Nickenich. Am 13. und 14. Dezember tagte die Trierer Bistumssynode zum ersten Mal. Bischof Dr. Stephan Ackermann eröffnete sie in einer Wort-Gottes-Feier und entzündete dabei die Synodenkerze. Die Synode fand statt in der alten Reichsabtei Sankt Maximin. Die ehemalige Klosterkirche wird heute für viele Anlässe genutzt. Die Synodenkerze stand inmitten des Versammlungsraumes. 35 Tische mit jeweils 8 Synodalen umgaben sie. An den Wänden der ehemaligen Klosterkirche waren einerseits hoffnungsvolle biblische Texte mit Transparenten angebracht, andererseits auch Fotos und Aussagen aus der heutigen Zeit.
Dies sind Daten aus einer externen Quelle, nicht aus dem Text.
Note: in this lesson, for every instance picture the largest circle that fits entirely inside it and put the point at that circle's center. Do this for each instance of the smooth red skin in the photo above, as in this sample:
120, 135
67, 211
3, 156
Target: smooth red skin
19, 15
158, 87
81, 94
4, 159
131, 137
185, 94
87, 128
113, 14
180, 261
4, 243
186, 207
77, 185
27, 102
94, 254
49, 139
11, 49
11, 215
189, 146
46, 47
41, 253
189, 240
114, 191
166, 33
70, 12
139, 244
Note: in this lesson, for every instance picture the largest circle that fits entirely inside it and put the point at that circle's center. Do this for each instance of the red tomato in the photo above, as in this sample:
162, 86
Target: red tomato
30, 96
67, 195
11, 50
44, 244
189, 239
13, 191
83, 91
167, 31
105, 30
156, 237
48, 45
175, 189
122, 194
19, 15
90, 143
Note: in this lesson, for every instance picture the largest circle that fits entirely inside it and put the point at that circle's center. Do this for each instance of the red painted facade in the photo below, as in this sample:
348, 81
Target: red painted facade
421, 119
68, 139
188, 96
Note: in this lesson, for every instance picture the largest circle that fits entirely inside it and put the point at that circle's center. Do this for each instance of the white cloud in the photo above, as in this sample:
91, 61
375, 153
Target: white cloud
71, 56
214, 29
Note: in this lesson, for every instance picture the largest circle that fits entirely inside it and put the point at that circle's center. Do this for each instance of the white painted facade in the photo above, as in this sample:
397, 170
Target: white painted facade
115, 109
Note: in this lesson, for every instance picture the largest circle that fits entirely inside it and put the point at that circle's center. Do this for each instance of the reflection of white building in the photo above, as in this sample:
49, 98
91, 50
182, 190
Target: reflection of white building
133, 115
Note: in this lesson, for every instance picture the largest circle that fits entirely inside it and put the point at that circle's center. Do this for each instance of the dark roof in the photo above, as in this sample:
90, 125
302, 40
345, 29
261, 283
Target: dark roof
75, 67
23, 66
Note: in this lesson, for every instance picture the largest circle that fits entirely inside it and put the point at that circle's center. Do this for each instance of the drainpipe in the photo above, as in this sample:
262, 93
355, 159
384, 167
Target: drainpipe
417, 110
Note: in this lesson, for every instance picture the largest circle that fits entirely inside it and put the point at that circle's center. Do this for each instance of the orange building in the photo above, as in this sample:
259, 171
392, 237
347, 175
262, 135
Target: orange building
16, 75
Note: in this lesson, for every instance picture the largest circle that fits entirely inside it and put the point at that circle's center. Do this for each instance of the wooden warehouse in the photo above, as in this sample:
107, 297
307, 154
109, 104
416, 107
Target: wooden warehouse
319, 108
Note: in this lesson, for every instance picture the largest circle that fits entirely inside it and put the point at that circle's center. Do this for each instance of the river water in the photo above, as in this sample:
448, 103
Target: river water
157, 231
Dazwischen stand die Synode. Zeichenhaft, wie im Mittelpunkt eines Spannungsbogen. Am Eröffnungstag entzündete Bischof Stephan die Kerze, und beim Abschluss der Synode, in einem einstündigen Wortgottesdienst, inzensierte er sie feierlich mit Weihrauch. Am zweiten Synodentag entzündete die Kerze ein Synodaler. Pfarrer Norbert Missong aus der Pfarreiengemeinschaft Kruft-Nickenich tat dies auf Wunsch der beiden Synodensekretäre stellvertretend für alle 279 Synodenmitglieder.